From Public Broadcasting to Propagandizing

COMMENTARY Progressivism

From Public Broadcasting to Propagandizing

Jan 17, 2017 2 min read
COMMENTARY BY
Hans A. von Spakovsky

Election Law Reform Initiative Manager, Senior Legal Fellow

Hans von Spakovsky is an authority on a wide range of issues—including civil rights, civil justice, the First Amendment, immigration.
It is obvious that this conference is a partisan gathering intended to organize political resistance to Donald Trump and Republican legislators. iStock

Key Takeaways

Congress should consider ending all funding of PBS.

A session on “Communications Strategy in the Era of Fake News” features a PBS vice president, Toby Chaudhuri.

Having a PBS vice president help liberal activists craft their communications strategy raises serious questions about their objectivity.

A friend sent me a January 12 e-mail that provides another reason why, as the Heritage Foundation has said before, Congress should consider ending all funding of PBS.

The e-mail is a press advisory from Brett Abrams at MeltWaterPress.com about a January 21–22 event — “The Rise Above Conference” — organized by Lawyers for Good Government.

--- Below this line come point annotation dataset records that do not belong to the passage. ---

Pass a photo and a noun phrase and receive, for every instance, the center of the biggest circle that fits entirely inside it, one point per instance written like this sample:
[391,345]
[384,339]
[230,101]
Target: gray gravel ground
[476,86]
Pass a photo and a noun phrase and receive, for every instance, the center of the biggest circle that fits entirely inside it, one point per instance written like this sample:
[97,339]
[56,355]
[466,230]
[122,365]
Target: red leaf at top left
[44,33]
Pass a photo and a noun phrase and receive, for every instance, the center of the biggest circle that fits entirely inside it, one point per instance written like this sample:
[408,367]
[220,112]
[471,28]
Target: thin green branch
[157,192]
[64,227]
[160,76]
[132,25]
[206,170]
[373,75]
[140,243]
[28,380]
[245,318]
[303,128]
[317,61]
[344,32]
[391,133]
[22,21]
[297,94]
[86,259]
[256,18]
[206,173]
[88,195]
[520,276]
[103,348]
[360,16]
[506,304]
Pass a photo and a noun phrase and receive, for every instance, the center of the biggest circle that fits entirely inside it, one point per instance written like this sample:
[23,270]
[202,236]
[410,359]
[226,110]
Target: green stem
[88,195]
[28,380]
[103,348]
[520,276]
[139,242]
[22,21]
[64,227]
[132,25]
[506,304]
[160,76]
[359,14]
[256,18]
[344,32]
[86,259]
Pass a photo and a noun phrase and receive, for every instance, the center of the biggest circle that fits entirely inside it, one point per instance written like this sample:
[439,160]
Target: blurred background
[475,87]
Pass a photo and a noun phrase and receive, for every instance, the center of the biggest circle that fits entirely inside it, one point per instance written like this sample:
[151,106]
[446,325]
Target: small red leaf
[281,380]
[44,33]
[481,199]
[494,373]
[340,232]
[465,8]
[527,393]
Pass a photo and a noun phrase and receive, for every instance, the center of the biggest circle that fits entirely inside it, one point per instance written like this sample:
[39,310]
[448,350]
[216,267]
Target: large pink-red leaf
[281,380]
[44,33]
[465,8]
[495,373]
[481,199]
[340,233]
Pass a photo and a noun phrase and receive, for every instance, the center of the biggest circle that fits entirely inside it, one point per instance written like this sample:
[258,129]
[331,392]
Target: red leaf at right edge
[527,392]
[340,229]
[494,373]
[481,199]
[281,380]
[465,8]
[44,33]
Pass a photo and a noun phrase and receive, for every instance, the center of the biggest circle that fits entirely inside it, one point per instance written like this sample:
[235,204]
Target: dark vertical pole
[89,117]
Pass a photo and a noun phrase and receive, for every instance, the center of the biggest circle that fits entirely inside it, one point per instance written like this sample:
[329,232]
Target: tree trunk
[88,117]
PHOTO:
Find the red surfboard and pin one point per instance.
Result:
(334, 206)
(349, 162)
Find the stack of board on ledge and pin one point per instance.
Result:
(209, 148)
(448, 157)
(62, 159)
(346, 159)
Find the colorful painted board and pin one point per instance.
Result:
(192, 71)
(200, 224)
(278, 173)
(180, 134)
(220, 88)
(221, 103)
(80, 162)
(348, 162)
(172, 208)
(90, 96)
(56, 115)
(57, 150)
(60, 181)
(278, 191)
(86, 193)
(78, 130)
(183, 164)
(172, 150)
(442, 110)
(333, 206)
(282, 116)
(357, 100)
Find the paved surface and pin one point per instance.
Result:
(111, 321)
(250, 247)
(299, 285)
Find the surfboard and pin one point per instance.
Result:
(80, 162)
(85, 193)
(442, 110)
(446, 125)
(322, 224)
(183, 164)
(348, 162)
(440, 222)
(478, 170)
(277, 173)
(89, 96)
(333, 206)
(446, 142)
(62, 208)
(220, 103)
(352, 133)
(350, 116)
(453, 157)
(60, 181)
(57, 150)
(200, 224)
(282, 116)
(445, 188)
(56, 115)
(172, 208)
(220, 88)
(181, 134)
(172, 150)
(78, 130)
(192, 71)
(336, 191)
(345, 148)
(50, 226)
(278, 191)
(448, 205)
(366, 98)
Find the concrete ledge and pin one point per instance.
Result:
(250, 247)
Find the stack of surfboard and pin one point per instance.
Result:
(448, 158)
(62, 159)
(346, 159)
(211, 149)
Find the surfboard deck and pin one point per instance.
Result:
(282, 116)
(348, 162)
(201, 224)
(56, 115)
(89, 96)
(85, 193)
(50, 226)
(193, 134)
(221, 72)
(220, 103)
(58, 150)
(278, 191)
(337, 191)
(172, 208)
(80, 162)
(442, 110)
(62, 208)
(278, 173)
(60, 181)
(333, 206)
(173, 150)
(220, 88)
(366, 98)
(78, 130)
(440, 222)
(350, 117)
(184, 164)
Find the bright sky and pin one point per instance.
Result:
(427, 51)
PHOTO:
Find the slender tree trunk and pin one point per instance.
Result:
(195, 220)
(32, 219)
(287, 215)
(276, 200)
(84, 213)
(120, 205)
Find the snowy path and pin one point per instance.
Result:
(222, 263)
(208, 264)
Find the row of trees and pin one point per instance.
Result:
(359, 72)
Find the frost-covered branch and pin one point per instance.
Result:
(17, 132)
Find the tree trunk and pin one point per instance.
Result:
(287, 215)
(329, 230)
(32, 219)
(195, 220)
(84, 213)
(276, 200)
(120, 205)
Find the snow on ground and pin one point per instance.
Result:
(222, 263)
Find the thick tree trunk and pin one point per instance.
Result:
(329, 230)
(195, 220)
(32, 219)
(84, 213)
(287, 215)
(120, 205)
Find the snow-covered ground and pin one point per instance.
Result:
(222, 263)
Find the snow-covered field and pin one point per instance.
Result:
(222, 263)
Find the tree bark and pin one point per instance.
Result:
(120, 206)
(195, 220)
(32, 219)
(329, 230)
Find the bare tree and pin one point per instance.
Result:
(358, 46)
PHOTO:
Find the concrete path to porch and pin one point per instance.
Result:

According to the advisory, Lawyers for Good Government is a new organization of “120,000 lawyers, paralegals, law students and activists” who will hold a conference to “harness, empower and coordinate the unprecedented political energy that has emerged since Donald Trump won the Presidency.”  The conference is intended to “convert that momentum” into “legal resistance to the incoming Trump Administration and Republican controlled Congress.”

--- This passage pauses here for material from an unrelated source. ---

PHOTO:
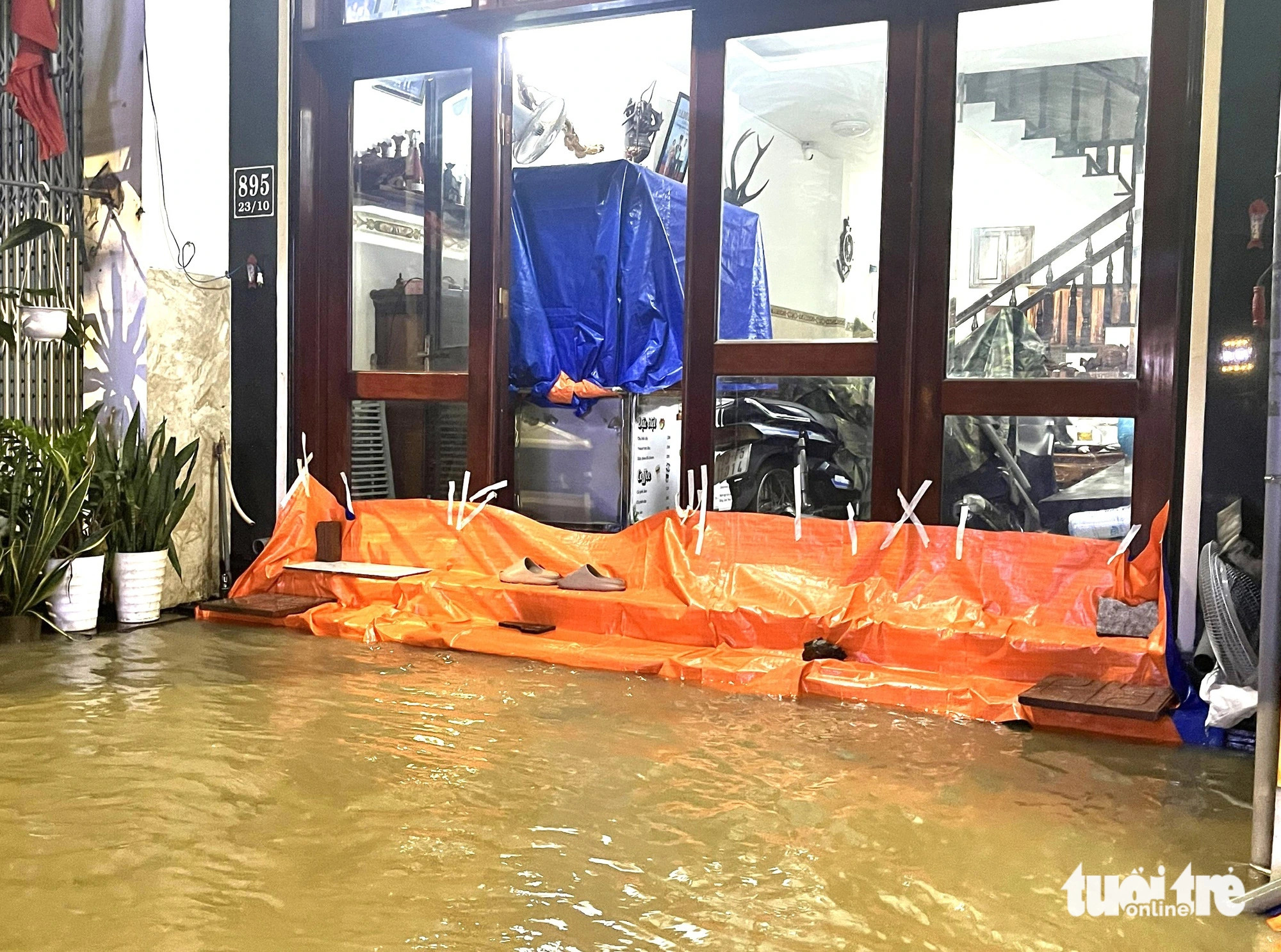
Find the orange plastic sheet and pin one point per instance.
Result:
(922, 629)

The founder of Lawyers for Good Government, Traci Feit Love, says her organization is “determined to challenge and resist the Trump Administration’s anticipated abuses of power and attacks on human rights.” Love is the vice president of a legal marketing agency, 180Legal. Her reaction to Trump’s win was despair, anger, fear, and disbelief according to Above the Law, a legal website. 

It is obvious from this description and the organizers themselves that this conference is a partisan gathering intended to organize political resistance to Donald Trump and Republican legislators. That is also obvious from the one-sidedness of the speakers. For example, a session on “The Reality of 2018 and the Hope for 2020” has only one speaker listed: “Mark Schauer of the National Democratic Redistricting Committee.” There is no equivalent Republican speaker on redistricting issues.

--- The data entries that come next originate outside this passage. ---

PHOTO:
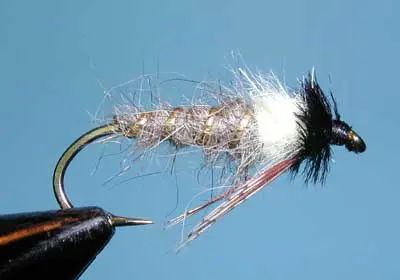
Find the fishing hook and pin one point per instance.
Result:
(69, 155)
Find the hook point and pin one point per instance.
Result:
(118, 221)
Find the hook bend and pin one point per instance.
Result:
(69, 155)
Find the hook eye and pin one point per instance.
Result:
(69, 155)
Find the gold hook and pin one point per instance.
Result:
(69, 155)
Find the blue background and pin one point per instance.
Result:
(53, 53)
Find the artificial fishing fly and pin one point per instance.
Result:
(257, 121)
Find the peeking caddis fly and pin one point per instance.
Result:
(255, 121)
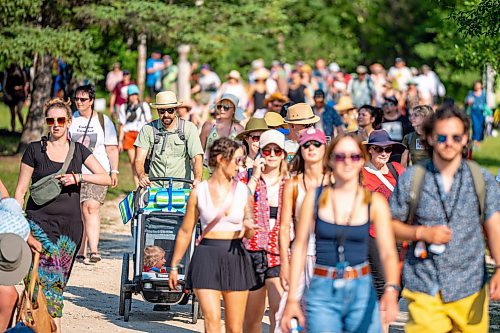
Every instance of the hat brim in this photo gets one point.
(13, 277)
(396, 146)
(241, 135)
(312, 120)
(164, 106)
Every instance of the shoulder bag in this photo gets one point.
(48, 188)
(32, 309)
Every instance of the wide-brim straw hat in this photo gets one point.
(15, 259)
(253, 125)
(165, 99)
(382, 139)
(301, 114)
(344, 104)
(277, 96)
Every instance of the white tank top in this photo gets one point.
(301, 193)
(231, 222)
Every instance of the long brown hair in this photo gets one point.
(328, 168)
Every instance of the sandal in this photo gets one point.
(95, 257)
(79, 258)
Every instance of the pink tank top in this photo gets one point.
(231, 222)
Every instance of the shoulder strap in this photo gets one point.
(295, 193)
(479, 185)
(69, 157)
(225, 206)
(393, 171)
(415, 190)
(101, 121)
(180, 129)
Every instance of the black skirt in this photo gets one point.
(221, 264)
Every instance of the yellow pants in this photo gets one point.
(431, 314)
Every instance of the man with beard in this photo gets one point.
(170, 146)
(443, 209)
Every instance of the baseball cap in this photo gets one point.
(272, 136)
(311, 134)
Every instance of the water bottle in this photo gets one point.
(294, 326)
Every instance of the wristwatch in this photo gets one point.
(390, 286)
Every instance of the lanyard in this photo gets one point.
(443, 198)
(341, 237)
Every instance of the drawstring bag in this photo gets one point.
(48, 188)
(32, 309)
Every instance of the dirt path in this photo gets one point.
(92, 295)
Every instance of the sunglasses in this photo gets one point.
(442, 138)
(255, 138)
(379, 150)
(59, 120)
(81, 99)
(225, 107)
(308, 144)
(341, 157)
(277, 151)
(169, 111)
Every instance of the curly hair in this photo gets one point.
(153, 254)
(57, 103)
(224, 147)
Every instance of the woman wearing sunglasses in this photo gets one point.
(220, 266)
(225, 126)
(380, 175)
(56, 226)
(341, 297)
(309, 173)
(267, 184)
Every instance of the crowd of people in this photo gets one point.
(307, 184)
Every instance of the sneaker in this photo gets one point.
(95, 257)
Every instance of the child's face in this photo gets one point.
(161, 262)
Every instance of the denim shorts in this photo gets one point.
(349, 308)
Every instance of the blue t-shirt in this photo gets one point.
(153, 77)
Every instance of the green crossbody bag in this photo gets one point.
(48, 188)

So where does PBS come in? A session on “Communications Strategy in the Era of Fake News” features a PBS vice president, Toby Chaudhuri.

He will be advising an entirely progressive, liberal audience on how to organize their communications strategy to benefit their side of the political aisle. This is especially ironic given the PBS statement on “Editorial Standards and Policies,” which says that the quality of its content depends on the “intention to inform, not to propagandize” and that along with fairness and accuracy, “objectivity is a third basic standard” to which its journalists are held. 

Having a PBS vice president help liberal activists craft their communications strategy to provide “resistance to the incoming Trump Administration” and Republicans in Congress raises serious questions about the objectivity, partisanship, accuracy, and fairness of PBS. When funding for PBS is being considered in the next budget, members of Congress need to consider whether the American public, particularly those who voted for Donald Trump, should be forced through their taxes to subsidize PBS or the salaries of individuals like Toby Chaudhuri so that they can engage in partisan assistance to one particular political party and progressive activists.

UPDATE: PBS sent the following comment after this post was published.

 Mr. Chaudhuri was notified last year that his employment would end this month. He is due to leave the organization prior to this event. His participation in this event was not approved by PBS.

His role as described would be a violation of our commitment to nonpartisanship.